Not only is Mr. Obama failing to focus more or less exclusively on protecting the financial system and the economy that depends on it. He is letting his ideological ardor drive him to expend both his own and his administration’s attention, along with the vast new tax dollars, on those programs, rather than on the financial and economic crises.
Thus, and here is his political danger: If the financial system fails (and much of the economy along with it), it will be a fair, true and politically lethal charge against Mr. Obama that he didn’t do all he could as soon as he could to protect us from the catastrophe. It was this decision that shocked even some of his moderate supporters such as David Gergen, David Brooks and others who are muttering in private.
And this misjudgment is only compounded by the slow and inept start of Treasury Secretary Timothy Geithner, the man with the line responsibility to fix it, and who only this last weekend got around to nominating some his vital sub-Cabinet officials. The failure of both Mr. Obama and Mr. Geithner, in the five months since the election, to come up with a plan to deal with the toxic assets and insolvency of major financial institutions may well look even more irresponsible if the derivatives crises in fact hit the world.
The great whispered-about possible crisis that causes shudders among financiers and governments around the world is what to do about the more than quadrillion (1 thousand trillion) dollar notional value of the world’s derivatives (what Warren Buffet called the financial WMD, weapon of mass destruction) — if that notional number becomes crystallized, and thus real.
By comparison, the U.S. gross domestic product (GDP) is $14 trillion; U.S. money supply is $15 trillion. The GDP of the entire world is $50 trillion, the real estate of the entire world is $75 trillion, the world stock and bond markets are worth about $100 trillion.
The notional $1.14 thousand trillion (as reported by the Bank of International Settlements in Switzerland) only becomes real (and frightfully dangerous) if either counterparty to the derivative goes bankrupt — and if the defaulter is a major institution. Then it would start a cascade of cross-defaults that might well infect and bring down the world financial system.
It may well be that the U.S. government has put up $180 bil- lion to sustain the solvency of AIG because of its derivatives holdings. Our government may well need to spend trillions more before this is over on other tainted institutions and hope that is enough to hold off the derivatives catastrophe.

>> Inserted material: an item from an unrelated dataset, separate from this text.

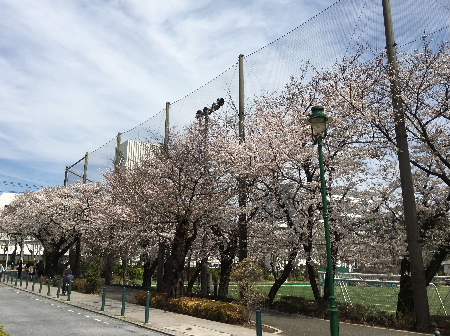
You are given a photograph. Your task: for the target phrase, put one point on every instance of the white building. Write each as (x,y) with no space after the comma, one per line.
(27,249)
(132,152)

By trying to fix the financial system and the economy inattentively and with one hand tied behind his back (as he fritters away both attention and trillions on new health care and education entitlements and carbon use), Mr. Obama is betting so much more than his presidency. His willingness to take that risk is the chilling lesson of the first 50 days. Taking that risk itself is the political equivalent of a dangerously leveraged derivative.
Tony Blankley is the author of “American Grit: What It Will Take To Survive and Win in the 21st Century” and vice president of the Edelman public-relations firm in Washington.